策略梯度方法详解

从REINFORCE到基线与方差降低

Posted by 冯宇 on July 5, 2024

引言

在强化学习中,我们希望智能体学会做出最优决策以最大化累积奖励。学习最优策略主要有两大思路:

  1. 基于值函数的方法(如 Q-learning、DQN):先学习状态-动作的价值,再从中推导出策略
  2. 策略梯度方法(Policy Gradient):直接优化策略本身

策略梯度方法的核心优势

  • ✅ 能处理高维或连续动作空间(如机器人控制)
  • ✅ 能学习随机策略(在某些游戏中必需,如石头剪刀布)
  • ✅ 收敛性更好(在理论和实践中)
  • ✅ 可以更自然地融入先验知识

本文将深入讲解策略梯度的数学原理,详细推导 REINFORCE 算法,探讨方差降低技术(baseline、GAE等),并通过 CartPole 和 MuJoCo 环境的完整代码展示实战应用。

1. 策略梯度基础理论

1.1 核心概念回顾

策略(Policy):从状态到动作的映射,记为 $\pi_\theta(a|s)$

  • 确定性策略:$a = \mu_\theta(s)$
  • 随机性策略:$a \sim \pi_\theta(\cdot s)$

目标函数(Objective):期望累积奖励 \(J(\theta) = E_{\tau \sim \pi_\theta} \left[ \sum_{t=0}^T \gamma^t r_t \right] = E_{\tau \sim \pi_\theta} [R(\tau)]\)

其中轨迹 $\tau = (s_0, a_0, r_0, s_1, a_1, r_1, \ldots)$

策略梯度的目标:找到 $\theta^* = \arg\max_\theta J(\theta)$

1.2 策略梯度定理(Policy Gradient Theorem)

核心问题:如何计算 $\nabla_\theta J(\theta)$?

直观困难

  • 期望包含环境动态 $P(s’ s,a)$,我们通常不知道
  • 轨迹分布 $p_\theta(\tau)$ 依赖于 $\theta$

突破性结果(Sutton et al., 1999):

\[\nabla_\theta J(\theta) = E_{\tau \sim \pi_\theta} \left[ \sum_{t=0}^T \nabla_\theta \log \pi_\theta(a_t|s_t) \cdot R_t \right]\]
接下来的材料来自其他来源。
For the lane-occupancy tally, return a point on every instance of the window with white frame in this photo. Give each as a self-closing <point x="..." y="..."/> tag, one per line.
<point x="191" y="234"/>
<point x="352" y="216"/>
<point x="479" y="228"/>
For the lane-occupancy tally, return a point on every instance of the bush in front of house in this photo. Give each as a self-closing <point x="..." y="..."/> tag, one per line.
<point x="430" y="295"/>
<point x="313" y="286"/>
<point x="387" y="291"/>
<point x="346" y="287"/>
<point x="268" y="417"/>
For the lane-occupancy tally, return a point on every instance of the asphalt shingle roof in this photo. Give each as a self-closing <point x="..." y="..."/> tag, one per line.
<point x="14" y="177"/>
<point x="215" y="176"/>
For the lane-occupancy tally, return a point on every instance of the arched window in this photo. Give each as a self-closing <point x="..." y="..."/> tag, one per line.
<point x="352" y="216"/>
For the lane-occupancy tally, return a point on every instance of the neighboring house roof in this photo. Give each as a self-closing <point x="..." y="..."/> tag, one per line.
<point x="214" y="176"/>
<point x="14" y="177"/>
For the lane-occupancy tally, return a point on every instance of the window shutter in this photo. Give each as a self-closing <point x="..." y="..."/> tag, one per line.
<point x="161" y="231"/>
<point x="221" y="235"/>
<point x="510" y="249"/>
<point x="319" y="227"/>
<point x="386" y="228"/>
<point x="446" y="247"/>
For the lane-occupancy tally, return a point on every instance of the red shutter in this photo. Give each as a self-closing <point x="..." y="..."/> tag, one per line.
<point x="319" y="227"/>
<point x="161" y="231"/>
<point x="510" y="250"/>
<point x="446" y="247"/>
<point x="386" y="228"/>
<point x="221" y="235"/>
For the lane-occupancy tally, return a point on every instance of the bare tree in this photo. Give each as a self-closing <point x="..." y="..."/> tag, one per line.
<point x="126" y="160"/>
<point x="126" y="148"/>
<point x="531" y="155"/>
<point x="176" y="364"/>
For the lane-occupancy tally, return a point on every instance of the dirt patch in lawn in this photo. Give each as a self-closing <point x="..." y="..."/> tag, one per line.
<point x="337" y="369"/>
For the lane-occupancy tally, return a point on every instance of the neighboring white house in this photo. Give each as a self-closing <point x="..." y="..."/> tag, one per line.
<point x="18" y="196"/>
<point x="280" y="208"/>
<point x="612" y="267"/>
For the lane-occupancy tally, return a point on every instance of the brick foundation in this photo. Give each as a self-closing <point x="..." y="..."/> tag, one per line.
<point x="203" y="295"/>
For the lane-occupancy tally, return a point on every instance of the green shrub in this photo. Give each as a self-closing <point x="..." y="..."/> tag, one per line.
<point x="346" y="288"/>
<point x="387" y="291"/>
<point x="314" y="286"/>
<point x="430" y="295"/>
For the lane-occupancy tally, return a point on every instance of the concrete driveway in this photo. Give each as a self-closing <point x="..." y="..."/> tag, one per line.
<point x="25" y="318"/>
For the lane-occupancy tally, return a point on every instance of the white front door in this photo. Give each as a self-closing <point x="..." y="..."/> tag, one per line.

其中 $R_t = \sum_{k=t}^T \gamma^{k-t} r_k$ 是从时刻 $t$ 开始的累积回报。

关键洞察

  1. 梯度不依赖于环境动态 $P(s’ s,a)$(因果性 log derivative trick)
  2. 可以通过采样轨迹来估计梯度
  3. $\log \pi_\theta$ 的梯度可以通过自动微分轻松计算

1.3 策略梯度定理的直观解释

\[\nabla_\theta J(\theta) \propto \sum_{s,a} \rho^\pi(s) \cdot \nabla_\theta \pi_\theta(a|s) \cdot Q^\pi(s,a)\]

解读

  • 在状态 $s$ 下,如果动作 $a$ 有高 Q 值,增加选择 $a$ 的概率
  • 如果动作 $a$ 有低 Q 值(甚至负值),减少选择 $a$ 的概率
  • 访问频率 $\rho^\pi(s)$ 自然加权

类比:类似于监督学习中的交叉熵损失,但标签是由环境反馈的奖励决定的。

1.4 数学推导(可选深入)

符号定义

  • 轨迹 $\tau = (s_0, a_0, s_1, a_1, \ldots, s_T)$
  • 轨迹概率:$p_\theta(\tau) = \rho_0(s_0) \prod_{t=0}^{T-1} \pi_\theta(a_t s_t) P(s_{t+1} s_t, a_t)$
  • 轨迹回报:$R(\tau) = \sum_{t=0}^T \gamma^t r_t$

推导步骤

\[\begin{align} \nabla_\theta J(\theta) &= \nabla_\theta E_{\tau \sim p_\theta} [R(\tau)] \\ &= \nabla_\theta \int p_\theta(\tau) R(\tau) d\tau \\ &= \int \nabla_\theta p_\theta(\tau) R(\tau) d\tau \\ &= \int p_\theta(\tau) \nabla_\theta \log p_\theta(\tau) R(\tau) d\tau \quad \text{(log derivative trick)} \\ &= E_{\tau \sim p_\theta} [\nabla_\theta \log p_\theta(\tau) \cdot R(\tau)] \end{align}\]

展开 $\log p_\theta(\tau)$

\[\log p_\theta(\tau) = \log \rho_0(s_0) + \sum_{t=0}^{T-1} \log \pi_\theta(a_t|s_t) + \sum_{t=0}^{T-1} \log P(s_{t+1}|s_t, a_t)\]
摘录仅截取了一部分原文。